Aproveitei minha estada ali para clarificar minhas dúvidas num ponto de táxi, posto que eu não tencionava prosseguir o Caminho da Fé via Estação Piracuama e Pindamonhangaba, que fazem parte do roteiro oficial.

Ao contrário, minha intenção era acessar o Caminho de Pedrinhas que tem seu início no outro lado da cidade, por isso tentei checar quilometragem e orientações para localizar esse roteiro.

Mais tarde na Pousada, recebi orientações da Bianca sobre minha decisão para o dia seguinte.

Ela me disse que eu deveria seguir até o Horto Florestal, distante 16 quilômetros do local onde eu me encontrava, e dali prosseguir por terra até Aparecida.

Porém, enfaticamente, não me aconselhou a fazer tal trajeto a pé, posto que ele é todo asfaltado, urbano, em praticamente toda a sua extensão, não possui calçada ou acostamento, que me permitisse seguir despreocupado com o tráfego de veículos.

Além disto, em seu final, transita-se por bairros periféricos, onde eu poderia correr algum tipo de perigo em termos físicos, em face do horário extemporâneo.

Existem ônibus que fazem o trajeto cidade-Horto por preço acessível, porém eles só iniciam tal itinerário após as 7 horas.

E como eu pretendia sair o mais cedo possível, combinei fazer tal percurso com um taxista, com o fito de agilizar minha partida.

Tudo resolvido, tomei um lanche e depois me recolhi, pois fazia bastante frio naquela noite.
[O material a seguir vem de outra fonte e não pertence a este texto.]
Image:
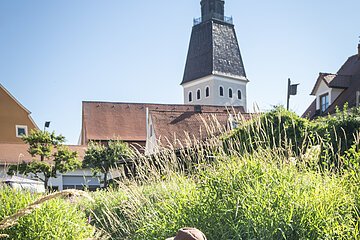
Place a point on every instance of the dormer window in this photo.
(324, 102)
(21, 130)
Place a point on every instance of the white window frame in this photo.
(206, 88)
(237, 94)
(326, 104)
(232, 93)
(20, 126)
(220, 86)
(198, 91)
(190, 95)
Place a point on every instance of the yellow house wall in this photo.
(12, 114)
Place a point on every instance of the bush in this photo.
(278, 128)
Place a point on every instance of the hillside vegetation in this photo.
(277, 176)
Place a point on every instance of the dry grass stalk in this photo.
(12, 220)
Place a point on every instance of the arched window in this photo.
(190, 96)
(239, 94)
(230, 93)
(221, 91)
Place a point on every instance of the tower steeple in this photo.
(212, 9)
(214, 71)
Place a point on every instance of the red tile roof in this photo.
(348, 78)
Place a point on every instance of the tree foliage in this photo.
(101, 159)
(50, 156)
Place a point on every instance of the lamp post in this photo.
(46, 125)
(292, 90)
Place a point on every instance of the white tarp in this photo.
(24, 184)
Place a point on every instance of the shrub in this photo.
(278, 128)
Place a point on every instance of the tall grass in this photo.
(267, 187)
(53, 219)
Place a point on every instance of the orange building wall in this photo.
(12, 114)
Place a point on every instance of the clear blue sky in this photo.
(56, 54)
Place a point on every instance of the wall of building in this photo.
(12, 114)
(322, 89)
(214, 82)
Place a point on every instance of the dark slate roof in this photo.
(213, 49)
(348, 77)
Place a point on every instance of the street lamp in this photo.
(46, 125)
(292, 90)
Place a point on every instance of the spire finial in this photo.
(212, 9)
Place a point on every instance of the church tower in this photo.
(214, 71)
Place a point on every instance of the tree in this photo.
(101, 159)
(54, 156)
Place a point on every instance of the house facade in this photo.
(15, 121)
(332, 91)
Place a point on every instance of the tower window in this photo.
(21, 130)
(239, 94)
(324, 102)
(230, 93)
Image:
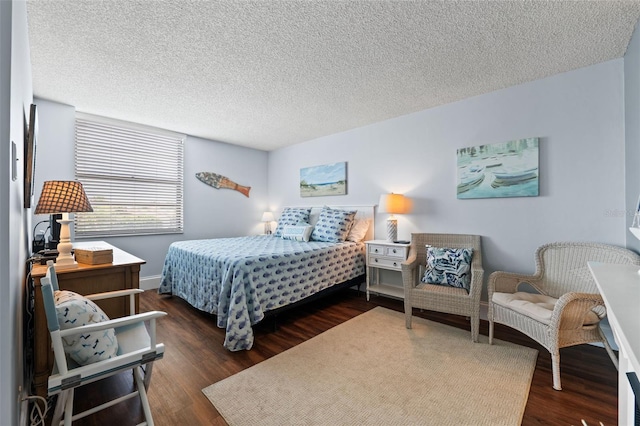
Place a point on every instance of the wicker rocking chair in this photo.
(568, 309)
AVALIAÇÃO PESSOAL – Uma etapa duríssima, mormente se você estiver carregando uma mochila com 8 quilos nas costas, como eu, durante todo o trajeto. Entretanto, transita-se por locais belíssimos, extremamente arborizados e quase sempre sobre piso em terra. No geral, um dos percursos mais difíceis dentre todos os que cumpri no Caminho, pela extrema variação altimétrica que necessita ser sobrepujada durante o trajeto.